You can use a dialect. I have a csv file that looks like this:
Output:
one, two, three
1, 2, 3
1, 2, 3
When I read this using the default dialect I get spaces in my header.
import csv
with open('test.txt', "r") as file:
for row in csv.reader(file):
print(row)
Output:
['one', ' two', ' three']
['1', ' 2', ' 3']
['1', ' 2', ' 3']
See the leading space before two an three?
None of the provided dialects fixes the problem, but I can use a dialog sniffer to create a dialect for me.
import csv
with open('test.txt', "r") as file:
dialect = csv.Sniffer().sniff(file.read())
file.seek(0)
for row in csv.reader(file, dialect=dialect):
print(row)
['one', 'two', 'three']
['1', '2', '3']
['1', '2', '3']
You can also use different formats/dialects for the header and the table.
import csv
with open('test.txt', "r") as file:
header = next(csv.reader(file, skipinitialspace=True))
print(header)
for row in csv.reader(file, quoting=csv.QUOTE_NONNUMERIC):
print(row)
['one', 'two', 'three']
[1.0, 2.0, 3.0]
[1.0, 2.0, 3.0]
Or you can use pandas. Pandas is smarter than the csv library. It can handle both strings and numbers without needing different format specifiers.
import pandas as pd
df = pd.read_csv("test.txt", skipinitialspace=True)
print(df)
print(df.columns)
Output:
one two three
0 1 2 3
1 1 2 3
Index(['one', 'two', 'three'], dtype='object')

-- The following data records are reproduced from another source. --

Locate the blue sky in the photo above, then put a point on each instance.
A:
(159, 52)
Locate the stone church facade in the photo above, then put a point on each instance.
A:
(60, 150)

The problem with all these solutions is they don't handle trailing whitespace. As far as can tell nothing handles trailing whitespace. I modify my csv file to look like this
Output:
one , two , three
1 , 2 , 3
1 , 2 , 3
import pandas as pd
df = pd.read_csv("test.txt", skipinitialspace=True)
df["sum"] = df.sum(axis=1)
print(df)
print(df.columns)
Output:
one two three sum
0 1 2 3 6
1 1 2 3 6
Index(['one ', 'two ', 'three ', 'sum'], dtype='object')
Pandas strips off or ignores the trailing spaces when reading numbers, but it leaves the trailing spaces for strings. The only way I've found to do that is replace the columns with stripped versions of themselves.
import pandas as pd
df = pd.read_csv("test.txt")
df["sum"] = df.sum(axis=1)
df.columns = [col.strip() for col in df.columns]
print(df)
print(df.columns)
Output:
one two three sum
0 1 2 3 6
1 1 2 3 6
Index(['one', 'two', 'three', 'sum'], dtype='object')